Menu

#285 Upstream fix for register corruption in CpuArch.c

open
nobody
None
5
2016-06-07
2016-02-16
No

Please consider accepting the following patch to CpuArch.c in the LZMA SDK, upstreamed from Chromium.

The patch fixes two crashes we've seen in Chromium-derived projects:
(1) Register corruption due to clobbering $eax, $edx in CheckFlag. This clobbering harmless in many builds, but when the function is inlined is very likely to cause a crash, as $eax and $edx may contain information. This solution uses explicit clobber flags to warn the compiler that the values of $eax and $edx may change following the operation.
(2) Register corruption due to use of mov on $ebx/$edi on 64-bit builds: this solution uses $rbx, $rdi instead of $ebx, $edi on 64-bit platforms. (Using 'mov' on $ebx will zero the top 32 bits, but in AMD64, $ebx may contain a 64-bit value, so the existing code does not correctly save and restore the register value in 64-bit builds.)

The .patch file from version 15.14 of the SDK is attached. The effect of the patch is summarized at: https://codereview.chromium.org/1700453002/diff2/160001:180001/third_party/lzma_sdk/CpuArch.c

The history of these issues is detailed at:
https://code.google.com/p/chromium/issues/detail?id=248385
https://code.google.com/p/chromium/issues/detail?id=261676
and the associate changelists.

1 Attachments

Discussion

  • Igor Pavlov

    Igor Pavlov - 2016-02-17

    Thanks for patch.

    What do you think about defined(__PIC__) check?
    Why do we use __PIC__ check for MY_CPU_X86, but there is no such check for MY_CPU_AMD64?

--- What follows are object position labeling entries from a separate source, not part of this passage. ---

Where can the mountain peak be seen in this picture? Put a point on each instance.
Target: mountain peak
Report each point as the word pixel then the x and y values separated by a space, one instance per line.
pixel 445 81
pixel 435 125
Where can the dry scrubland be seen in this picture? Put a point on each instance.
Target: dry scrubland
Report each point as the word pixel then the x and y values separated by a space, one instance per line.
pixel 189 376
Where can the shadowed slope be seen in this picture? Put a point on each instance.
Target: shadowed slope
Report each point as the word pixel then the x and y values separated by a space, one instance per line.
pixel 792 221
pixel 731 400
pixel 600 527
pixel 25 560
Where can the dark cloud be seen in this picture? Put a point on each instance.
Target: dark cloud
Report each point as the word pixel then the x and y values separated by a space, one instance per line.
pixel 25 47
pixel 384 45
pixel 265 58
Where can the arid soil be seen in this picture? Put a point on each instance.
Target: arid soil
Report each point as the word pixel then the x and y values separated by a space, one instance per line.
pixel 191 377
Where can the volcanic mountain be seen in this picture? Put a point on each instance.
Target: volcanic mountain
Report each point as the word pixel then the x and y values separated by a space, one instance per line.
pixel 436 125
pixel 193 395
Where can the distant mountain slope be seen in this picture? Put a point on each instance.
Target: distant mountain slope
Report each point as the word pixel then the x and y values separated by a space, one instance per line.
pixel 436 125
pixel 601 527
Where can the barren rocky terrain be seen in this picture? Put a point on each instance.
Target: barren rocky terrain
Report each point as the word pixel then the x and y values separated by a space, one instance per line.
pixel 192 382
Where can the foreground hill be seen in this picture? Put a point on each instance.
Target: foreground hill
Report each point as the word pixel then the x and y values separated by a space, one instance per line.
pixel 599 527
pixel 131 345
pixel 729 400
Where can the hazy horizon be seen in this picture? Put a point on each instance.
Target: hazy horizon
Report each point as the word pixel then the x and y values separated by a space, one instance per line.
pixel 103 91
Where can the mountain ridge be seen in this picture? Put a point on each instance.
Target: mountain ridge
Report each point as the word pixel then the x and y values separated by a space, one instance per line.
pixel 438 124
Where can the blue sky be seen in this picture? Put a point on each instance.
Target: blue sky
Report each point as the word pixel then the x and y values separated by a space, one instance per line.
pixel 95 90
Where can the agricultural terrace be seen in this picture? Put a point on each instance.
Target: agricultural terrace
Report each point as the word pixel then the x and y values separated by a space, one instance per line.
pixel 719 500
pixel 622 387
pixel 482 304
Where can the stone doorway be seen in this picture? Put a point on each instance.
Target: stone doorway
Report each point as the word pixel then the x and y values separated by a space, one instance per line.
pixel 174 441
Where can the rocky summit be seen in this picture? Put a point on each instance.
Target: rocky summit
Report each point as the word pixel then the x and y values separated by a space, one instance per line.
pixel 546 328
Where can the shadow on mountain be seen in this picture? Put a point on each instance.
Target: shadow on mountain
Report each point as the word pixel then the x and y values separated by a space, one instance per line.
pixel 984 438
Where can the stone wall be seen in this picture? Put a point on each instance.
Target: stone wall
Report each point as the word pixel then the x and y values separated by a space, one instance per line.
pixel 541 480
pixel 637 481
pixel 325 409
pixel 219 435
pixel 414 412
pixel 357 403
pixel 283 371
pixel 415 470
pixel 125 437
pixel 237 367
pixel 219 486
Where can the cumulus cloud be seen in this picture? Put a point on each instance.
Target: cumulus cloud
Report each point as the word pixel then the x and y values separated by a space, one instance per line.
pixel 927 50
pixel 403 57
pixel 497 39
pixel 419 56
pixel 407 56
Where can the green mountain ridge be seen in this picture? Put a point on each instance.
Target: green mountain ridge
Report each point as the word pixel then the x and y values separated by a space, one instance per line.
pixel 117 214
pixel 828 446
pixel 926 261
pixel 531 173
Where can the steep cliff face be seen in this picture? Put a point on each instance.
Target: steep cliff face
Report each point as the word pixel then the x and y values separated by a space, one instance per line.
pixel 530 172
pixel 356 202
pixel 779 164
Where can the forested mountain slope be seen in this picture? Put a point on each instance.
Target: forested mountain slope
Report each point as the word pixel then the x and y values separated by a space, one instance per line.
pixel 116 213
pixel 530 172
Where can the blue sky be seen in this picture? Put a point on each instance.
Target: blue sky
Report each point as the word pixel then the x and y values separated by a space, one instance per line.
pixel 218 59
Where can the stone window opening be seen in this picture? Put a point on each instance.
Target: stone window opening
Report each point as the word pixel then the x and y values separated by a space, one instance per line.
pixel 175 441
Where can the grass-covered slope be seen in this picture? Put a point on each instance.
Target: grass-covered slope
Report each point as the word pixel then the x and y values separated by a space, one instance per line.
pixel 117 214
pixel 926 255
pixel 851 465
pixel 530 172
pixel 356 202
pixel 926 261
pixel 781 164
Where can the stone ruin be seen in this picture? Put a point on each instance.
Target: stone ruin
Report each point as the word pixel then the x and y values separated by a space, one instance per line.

    defined(MY_CPU_X86) && defined(__PIC__)
    
     
  • Joshua Pawlicki

    Joshua Pawlicki - 2016-02-17

    Good call, I think that's an oversight in the patch.

     
  • Igor Pavlov

    Igor Pavlov - 2016-02-18

    I don't develop with GCC with different systems. So I can't test that code in all cases. And I need exact code instructions and some text description that explains what we are doing.

     
  • Joshua Pawlicki

    Joshua Pawlicki - 2016-02-19

    OK. Looking more at this, I'm curious why we bother doing the register swaps at all rather than just declaring that the inline assembly clobbers the corresponding register contents, and leaving it up to the compiler to reason about the contents of those registers.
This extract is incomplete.